Mais le lord garde des sceaux s’opposa au départ de son hôte. – J’aurais un mot à dire au Maître de Ravenswood, monsieur Caleb, et je crois qu’il vous dispensera de l’attendre.

Caleb fit un second salut encore plus profond que le premier, et se retira ; tandis que son maître, pâle et immobile, attendait avec beaucoup d’embarras le résultat d’une conversation qui devait terminer une journée déjà si fertile en incidents inattendus.

– Maître de Ravenswood, dit sir William Ashton d’un air un peu embarrassé, j’espère que vous connaissez trop bien la loi chrétienne pour souffrir que le soleil se couche sur votre colère ?

Edgar rougit et répondit qu’il n’avait pas sujet ce soir-là de pratiquer ce devoir imposé par la religion.

– J’osais à peiné m’en flatter, dit son hôte, après les différents sujets d’altercation qui, par malheur, ne se sont présentés que trop souvent entre le feu lord votre père et moi.

– Je désirerais, milord, dit Ravenswood agité par une émotion qu’il avait peine à retenir, qu’aucune allusion à ces circonstances ne fût faite dans la maison de mon père.

– J’approuverais en toute autre occasion la justesse de cette remarque, dit sir William Ashton, mais maintenant il est nécessaire que je m’explique sans réserve.
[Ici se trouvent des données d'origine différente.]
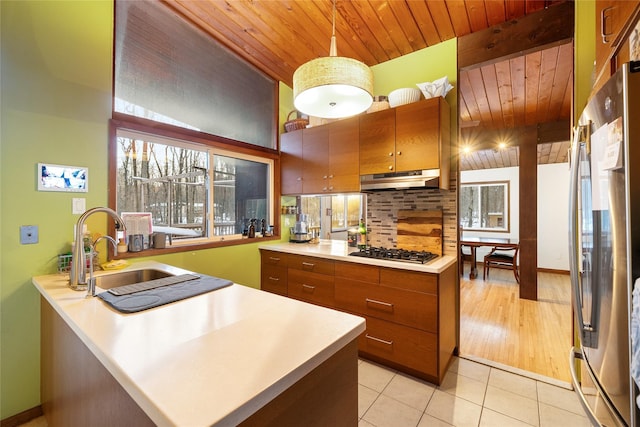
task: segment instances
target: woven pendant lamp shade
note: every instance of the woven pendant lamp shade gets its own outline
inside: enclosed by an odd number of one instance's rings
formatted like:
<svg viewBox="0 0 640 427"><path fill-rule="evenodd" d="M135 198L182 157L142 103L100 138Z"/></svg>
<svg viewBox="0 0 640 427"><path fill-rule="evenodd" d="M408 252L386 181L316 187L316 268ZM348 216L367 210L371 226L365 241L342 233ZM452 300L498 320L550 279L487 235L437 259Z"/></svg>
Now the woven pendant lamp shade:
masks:
<svg viewBox="0 0 640 427"><path fill-rule="evenodd" d="M352 58L327 56L301 65L293 74L296 109L326 119L354 116L373 102L373 73Z"/></svg>
<svg viewBox="0 0 640 427"><path fill-rule="evenodd" d="M323 119L355 116L373 103L373 73L365 64L338 56L336 0L329 56L312 59L293 73L296 110Z"/></svg>

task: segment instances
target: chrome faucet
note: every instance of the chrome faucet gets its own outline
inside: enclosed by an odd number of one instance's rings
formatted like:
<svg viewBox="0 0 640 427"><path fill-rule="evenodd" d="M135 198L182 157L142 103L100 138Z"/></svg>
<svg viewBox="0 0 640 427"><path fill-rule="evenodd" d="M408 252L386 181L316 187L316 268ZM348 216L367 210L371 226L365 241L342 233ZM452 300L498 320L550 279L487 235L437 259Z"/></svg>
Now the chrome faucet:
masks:
<svg viewBox="0 0 640 427"><path fill-rule="evenodd" d="M84 222L86 221L86 219L96 212L104 212L109 214L116 222L116 229L120 229L121 231L126 230L124 221L113 209L96 207L91 208L80 215L80 218L78 218L78 222L76 223L76 236L73 242L73 248L71 248L71 270L69 271L69 286L71 287L71 289L74 289L76 291L83 291L87 289L87 270L84 252L83 230ZM93 258L93 246L98 242L98 240L100 239L98 238L90 248L91 254L89 256L91 258ZM91 270L93 270L93 261L91 261L89 267Z"/></svg>
<svg viewBox="0 0 640 427"><path fill-rule="evenodd" d="M118 242L111 236L100 236L90 245L89 249L89 280L87 280L87 298L96 296L96 280L93 278L93 257L98 253L96 245L102 239L107 239L113 244L113 255L118 255ZM109 244L107 243L107 249Z"/></svg>

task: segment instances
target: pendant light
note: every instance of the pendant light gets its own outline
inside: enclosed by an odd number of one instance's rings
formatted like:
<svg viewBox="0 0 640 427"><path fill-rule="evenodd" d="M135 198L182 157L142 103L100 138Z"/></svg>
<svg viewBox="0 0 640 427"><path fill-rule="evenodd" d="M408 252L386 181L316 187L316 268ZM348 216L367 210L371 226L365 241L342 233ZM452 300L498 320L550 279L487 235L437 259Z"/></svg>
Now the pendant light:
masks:
<svg viewBox="0 0 640 427"><path fill-rule="evenodd" d="M293 73L293 104L304 114L325 119L354 116L373 102L373 73L336 49L336 0L329 56L302 64Z"/></svg>

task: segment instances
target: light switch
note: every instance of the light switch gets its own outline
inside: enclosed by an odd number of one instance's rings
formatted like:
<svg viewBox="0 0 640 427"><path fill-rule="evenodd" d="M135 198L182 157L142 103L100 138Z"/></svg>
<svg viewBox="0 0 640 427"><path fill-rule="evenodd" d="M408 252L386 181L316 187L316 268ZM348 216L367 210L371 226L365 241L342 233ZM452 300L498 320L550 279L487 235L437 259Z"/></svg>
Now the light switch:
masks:
<svg viewBox="0 0 640 427"><path fill-rule="evenodd" d="M71 213L72 214L83 214L84 211L87 210L87 199L84 197L74 197L72 200Z"/></svg>
<svg viewBox="0 0 640 427"><path fill-rule="evenodd" d="M34 243L38 243L38 226L20 226L20 243L23 245L32 245Z"/></svg>

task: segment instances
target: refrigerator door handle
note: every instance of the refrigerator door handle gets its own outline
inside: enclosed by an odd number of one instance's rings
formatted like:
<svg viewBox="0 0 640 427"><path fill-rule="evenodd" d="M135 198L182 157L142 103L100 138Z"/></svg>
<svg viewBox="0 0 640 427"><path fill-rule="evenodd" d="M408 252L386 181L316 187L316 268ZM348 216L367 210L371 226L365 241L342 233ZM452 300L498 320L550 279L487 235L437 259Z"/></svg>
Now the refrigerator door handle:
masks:
<svg viewBox="0 0 640 427"><path fill-rule="evenodd" d="M582 318L582 295L580 292L580 260L577 251L578 242L578 172L580 171L580 126L573 132L571 146L571 173L569 181L569 270L571 273L571 290L573 291L574 311L578 320L578 327L582 331L584 319ZM580 334L582 337L582 333Z"/></svg>
<svg viewBox="0 0 640 427"><path fill-rule="evenodd" d="M594 295L590 289L589 280L582 280L581 271L591 271L590 257L588 254L579 254L577 250L579 230L578 230L578 195L579 195L579 172L580 172L580 154L581 150L589 150L590 140L590 122L588 125L577 126L573 133L573 143L571 146L571 173L569 184L569 270L571 272L571 290L574 298L574 311L576 320L580 328L580 339L584 347L592 347L597 345L597 333L594 331L594 310L597 295ZM583 289L588 286L589 289ZM583 293L587 292L591 298L585 301ZM585 307L585 303L590 302L590 307ZM583 313L587 313L588 319L585 319ZM586 322L585 322L586 320Z"/></svg>
<svg viewBox="0 0 640 427"><path fill-rule="evenodd" d="M584 395L582 388L580 387L578 373L576 372L576 359L584 360L584 358L582 357L582 352L580 352L580 350L577 350L575 347L571 347L571 351L569 352L569 370L571 372L571 382L573 383L573 389L578 395L578 400L580 400L580 404L582 405L584 412L587 414L587 418L589 418L589 421L591 421L591 424L596 427L602 427L602 424L600 423L600 421L598 421L598 418L593 412L593 409L591 409L591 406L589 406L589 402L587 402L587 398Z"/></svg>

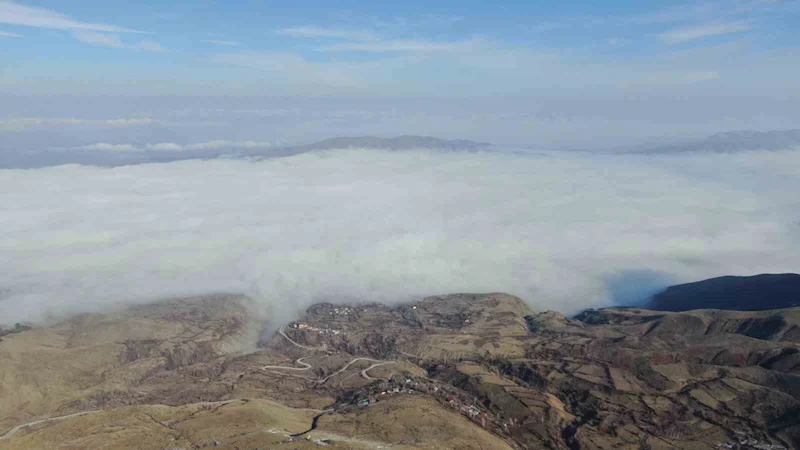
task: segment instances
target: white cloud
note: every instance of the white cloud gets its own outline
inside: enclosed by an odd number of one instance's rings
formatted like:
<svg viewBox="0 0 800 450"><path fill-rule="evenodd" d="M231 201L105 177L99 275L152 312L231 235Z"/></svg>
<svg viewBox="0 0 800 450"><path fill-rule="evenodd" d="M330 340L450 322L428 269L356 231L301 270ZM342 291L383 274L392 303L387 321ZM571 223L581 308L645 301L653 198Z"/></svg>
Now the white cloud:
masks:
<svg viewBox="0 0 800 450"><path fill-rule="evenodd" d="M278 75L276 81L292 85L319 84L324 86L357 86L365 68L374 67L368 62L312 62L294 53L236 52L214 55L212 62L248 67Z"/></svg>
<svg viewBox="0 0 800 450"><path fill-rule="evenodd" d="M108 144L105 142L98 142L97 144L86 145L78 147L80 150L99 150L104 152L134 152L138 149L131 144Z"/></svg>
<svg viewBox="0 0 800 450"><path fill-rule="evenodd" d="M4 170L0 309L13 323L242 292L286 317L314 301L505 291L575 312L607 304L627 271L796 271L798 191L798 152L349 150Z"/></svg>
<svg viewBox="0 0 800 450"><path fill-rule="evenodd" d="M281 28L277 30L277 33L296 38L328 38L353 41L370 41L378 38L378 36L371 31L322 27Z"/></svg>
<svg viewBox="0 0 800 450"><path fill-rule="evenodd" d="M167 51L161 44L153 41L141 41L136 44L126 44L114 34L96 33L94 31L76 31L72 36L80 42L100 47L124 48L129 50L142 50L147 52L164 53Z"/></svg>
<svg viewBox="0 0 800 450"><path fill-rule="evenodd" d="M417 40L391 40L376 42L346 42L319 47L321 51L367 52L367 53L458 53L475 50L483 45L482 39L468 39L455 42L417 41Z"/></svg>
<svg viewBox="0 0 800 450"><path fill-rule="evenodd" d="M80 42L100 47L126 48L119 36L114 34L96 33L92 31L76 31L72 36Z"/></svg>
<svg viewBox="0 0 800 450"><path fill-rule="evenodd" d="M667 44L683 44L712 36L723 36L750 31L753 26L747 22L710 23L705 25L676 28L658 35Z"/></svg>
<svg viewBox="0 0 800 450"><path fill-rule="evenodd" d="M174 144L172 142L162 142L160 144L152 144L147 146L148 150L155 150L157 152L176 152L183 150L183 146Z"/></svg>
<svg viewBox="0 0 800 450"><path fill-rule="evenodd" d="M214 45L224 45L226 47L238 47L240 44L236 41L220 41L217 39L209 39L207 41L203 41L207 44L214 44Z"/></svg>
<svg viewBox="0 0 800 450"><path fill-rule="evenodd" d="M21 38L23 36L21 34L11 33L11 32L8 32L8 31L0 31L0 37Z"/></svg>
<svg viewBox="0 0 800 450"><path fill-rule="evenodd" d="M12 1L0 1L0 23L55 30L141 33L115 25L80 22L49 9L25 6Z"/></svg>
<svg viewBox="0 0 800 450"><path fill-rule="evenodd" d="M76 147L76 150L97 150L110 152L181 152L181 151L202 151L202 150L234 150L234 149L267 149L273 147L271 142L263 141L228 141L216 140L198 142L195 144L176 144L174 142L159 142L156 144L133 145L133 144L109 144L98 142L96 144Z"/></svg>
<svg viewBox="0 0 800 450"><path fill-rule="evenodd" d="M189 144L184 146L187 150L216 150L226 148L238 149L257 149L257 148L270 148L273 144L271 142L262 141L209 141L200 142L198 144Z"/></svg>
<svg viewBox="0 0 800 450"><path fill-rule="evenodd" d="M129 119L100 119L100 120L83 119L80 122L85 124L100 124L100 125L110 125L110 126L131 126L131 125L136 126L136 125L150 125L153 123L158 123L159 121L151 119L149 117L143 117L143 118L129 118Z"/></svg>
<svg viewBox="0 0 800 450"><path fill-rule="evenodd" d="M130 48L134 50L143 50L145 52L154 52L154 53L166 53L169 50L164 47L163 45L159 44L158 42L153 41L141 41L137 42Z"/></svg>

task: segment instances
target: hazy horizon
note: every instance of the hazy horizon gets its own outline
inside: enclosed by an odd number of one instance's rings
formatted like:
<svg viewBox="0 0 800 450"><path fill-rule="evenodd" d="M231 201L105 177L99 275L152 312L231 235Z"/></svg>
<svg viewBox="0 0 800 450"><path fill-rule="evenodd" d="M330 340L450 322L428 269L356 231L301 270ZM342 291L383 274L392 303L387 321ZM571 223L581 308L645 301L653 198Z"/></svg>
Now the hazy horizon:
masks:
<svg viewBox="0 0 800 450"><path fill-rule="evenodd" d="M611 150L798 129L798 27L795 0L0 0L0 149L413 134Z"/></svg>
<svg viewBox="0 0 800 450"><path fill-rule="evenodd" d="M796 0L0 0L2 320L797 271L797 29ZM795 131L680 147L739 130ZM528 151L242 157L398 135Z"/></svg>

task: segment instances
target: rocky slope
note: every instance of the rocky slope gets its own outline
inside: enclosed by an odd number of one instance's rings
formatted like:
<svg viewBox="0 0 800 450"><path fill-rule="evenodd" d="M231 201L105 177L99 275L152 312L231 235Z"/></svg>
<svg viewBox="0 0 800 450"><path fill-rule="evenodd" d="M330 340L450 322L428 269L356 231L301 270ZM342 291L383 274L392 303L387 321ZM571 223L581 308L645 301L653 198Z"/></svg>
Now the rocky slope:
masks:
<svg viewBox="0 0 800 450"><path fill-rule="evenodd" d="M800 447L800 308L575 318L505 294L318 304L269 336L236 296L0 342L0 448Z"/></svg>

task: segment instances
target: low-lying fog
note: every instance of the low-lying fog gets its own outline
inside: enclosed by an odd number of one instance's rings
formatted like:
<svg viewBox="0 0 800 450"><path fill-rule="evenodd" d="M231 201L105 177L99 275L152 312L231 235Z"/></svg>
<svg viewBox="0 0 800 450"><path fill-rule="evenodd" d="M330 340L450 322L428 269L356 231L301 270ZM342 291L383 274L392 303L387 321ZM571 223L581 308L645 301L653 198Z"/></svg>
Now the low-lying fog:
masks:
<svg viewBox="0 0 800 450"><path fill-rule="evenodd" d="M260 162L0 170L0 322L241 292L503 291L574 313L800 269L800 152L342 150Z"/></svg>

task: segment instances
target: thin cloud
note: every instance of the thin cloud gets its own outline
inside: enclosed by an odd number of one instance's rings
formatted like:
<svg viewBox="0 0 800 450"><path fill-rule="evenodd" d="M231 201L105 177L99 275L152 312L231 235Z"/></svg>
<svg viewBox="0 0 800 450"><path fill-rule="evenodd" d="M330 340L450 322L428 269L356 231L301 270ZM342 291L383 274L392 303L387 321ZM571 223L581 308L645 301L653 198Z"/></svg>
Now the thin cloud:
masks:
<svg viewBox="0 0 800 450"><path fill-rule="evenodd" d="M205 42L206 44L224 45L226 47L238 47L239 45L241 45L240 43L238 43L236 41L220 41L220 40L217 40L217 39L209 39L209 40L203 41L203 42Z"/></svg>
<svg viewBox="0 0 800 450"><path fill-rule="evenodd" d="M73 150L92 150L103 152L182 152L182 151L202 151L202 150L226 150L226 149L267 149L273 147L271 142L264 141L228 141L216 140L198 142L195 144L176 144L174 142L159 142L156 144L146 144L137 146L134 144L109 144L98 142L96 144L75 147Z"/></svg>
<svg viewBox="0 0 800 450"><path fill-rule="evenodd" d="M11 32L8 32L8 31L0 31L0 37L21 38L23 36L21 34L11 33Z"/></svg>
<svg viewBox="0 0 800 450"><path fill-rule="evenodd" d="M291 36L295 38L328 38L353 41L370 41L378 38L378 36L371 31L322 27L281 28L277 30L277 33L283 36Z"/></svg>
<svg viewBox="0 0 800 450"><path fill-rule="evenodd" d="M247 67L279 74L294 84L356 86L359 74L374 62L312 62L301 55L281 52L236 52L214 55L214 63Z"/></svg>
<svg viewBox="0 0 800 450"><path fill-rule="evenodd" d="M629 81L631 86L680 86L695 83L703 83L720 79L719 72L713 70L706 71L672 71L654 72L647 74L641 80Z"/></svg>
<svg viewBox="0 0 800 450"><path fill-rule="evenodd" d="M153 52L153 53L166 53L169 51L166 47L154 41L138 42L133 46L131 46L130 48L134 50L142 50L145 52Z"/></svg>
<svg viewBox="0 0 800 450"><path fill-rule="evenodd" d="M96 45L99 47L126 48L119 36L113 34L95 33L89 31L77 31L72 33L72 37L84 44Z"/></svg>
<svg viewBox="0 0 800 450"><path fill-rule="evenodd" d="M329 52L367 52L367 53L456 53L473 50L482 43L479 39L457 42L436 42L416 40L393 40L378 42L346 42L319 47Z"/></svg>
<svg viewBox="0 0 800 450"><path fill-rule="evenodd" d="M670 45L684 44L697 39L727 34L744 33L753 29L747 22L710 23L692 27L676 28L658 35L659 39Z"/></svg>
<svg viewBox="0 0 800 450"><path fill-rule="evenodd" d="M135 145L131 144L109 144L106 142L98 142L97 144L77 147L75 150L97 150L103 152L135 152L139 149Z"/></svg>
<svg viewBox="0 0 800 450"><path fill-rule="evenodd" d="M0 119L0 132L2 131L22 131L37 128L65 127L65 126L89 126L89 127L128 127L142 126L161 123L149 117L142 118L121 118L121 119L78 119L74 117L66 118L44 118L44 117L20 117L13 119Z"/></svg>
<svg viewBox="0 0 800 450"><path fill-rule="evenodd" d="M76 31L72 36L80 42L99 47L123 48L129 50L142 50L146 52L164 53L168 51L158 42L141 41L135 44L126 44L114 34L97 33L94 31Z"/></svg>
<svg viewBox="0 0 800 450"><path fill-rule="evenodd" d="M693 28L702 23L730 23L762 20L784 13L790 3L771 0L704 1L671 5L638 14L616 16L573 16L544 20L530 30L545 33L564 29L607 29L616 32L620 27L671 26Z"/></svg>
<svg viewBox="0 0 800 450"><path fill-rule="evenodd" d="M730 21L744 17L752 19L754 16L780 14L788 5L791 3L773 0L703 1L630 15L624 18L624 22L634 25L656 25Z"/></svg>
<svg viewBox="0 0 800 450"><path fill-rule="evenodd" d="M142 33L142 31L116 25L87 23L74 20L64 14L44 8L20 5L12 1L0 1L0 23L22 25L54 30L86 30L109 33Z"/></svg>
Je n’ai déjà que trop souffert moi-même par suite de la fausse délicatesse qui m’empêcha d’insister avec assez de force sur ce que j’avais, il est vrai, demandé plusieurs fois… une entrevue avec votre père. Si je l’avais fait, que de malheurs et d’inquiétudes ne nous serions-nous pas épargné mutuellement !

– Il est vrai, dit Ravenswood après un moment de réflexion, je me rappelle avoir entendu dire à mon père que Votre Seigneurie lui avait proposé une conférence.

– Proposé, mon jeune ami (car c’est ainsi que je veux vous appeler) ! Sans doute je l’ai proposée mais ce n’était pas assez ; j’aurais dû la solliciter, l’implorer comme une grâce. J’aurais dû déchirer le voile que des gens intéressés à nous désunir avaient étendu entre nous, et me montrer, comme je l’étais en effet, prêt à sacrifier même une partie considérable de mes droits légaux par égard pour les sentiments aussi naturels que ceux qui l’animaient. Mais je dois dire pour ma justification que si votre père et moi nous nous étions jamais trouvés ensemble le même espace de temps que ma bonne fortune m’a permis de passer aujourd’hui dans votre compagnie, ce pays posséderait peut-être encore l’un des membres les plus respectables de son ancienne noblesse, et je n’aurais pas eu la douleur de me séparer à jamais, dans des sentiments d’inimitié, d’un homme dont j’admirai, dont j’honorai toujours le caractère.

Il porta son mouchoir à ses yeux. Ravenswood aussi était ému, mais il attendit en silence la suite de ces révélations extraordinaires.

– Il est juste, il est nécessaire que vous sachiez, ajouta le lord garde des sceaux, qu’il existe encore bien des points à régler entre nous, et que, quoique j’aie cru devoir consulter une cour de justice afin de connaître l’étendue exacte de mes droits légaux, il n’a jamais été dans mon intention de les faire valoir au-delà des bornes qu’impose l’équité.

– Milord, dit le Maître de Ravenswood, il est inutile de poursuivre plus loin ce sujet. Tout ce que la loi vous donne, tout ce qu’elle peut vous donner encore, vous en jouissez, personne n’y met obstacle. Ni mon père ni moi nous n’aurions jamais rien accepté à titre de faveur.

– De faveur ? Non, vous ne me comprenez pas, ou, pour mieux dire, vous n’êtes pas jurisconsulte. Des droits peuvent être validés aux yeux de la loi et reconnus comme tels sans qu’un homme d’honneur veuille dans tous les cas s’en prévaloir, ou même le puisse équitablement.

– J’en suis fâché, milord.

– Allons, allons ; vous parlez comme un jeune avocat qui s’échauffe sans sujet, au lieu de garder son sang-froid. Écoutez, mon jeune ami : il reste encore, je vous le répète, beaucoup de points à décider entre nous. Pouvez-vous blâmer un vieillard qui aime la paix et la tranquillité et qui se trouve dans la maison d’un jeune seigneur qui a sauvé sa vie et celle de sa fille de désirer ardemment de tout régler à l’amiable et généreusement ?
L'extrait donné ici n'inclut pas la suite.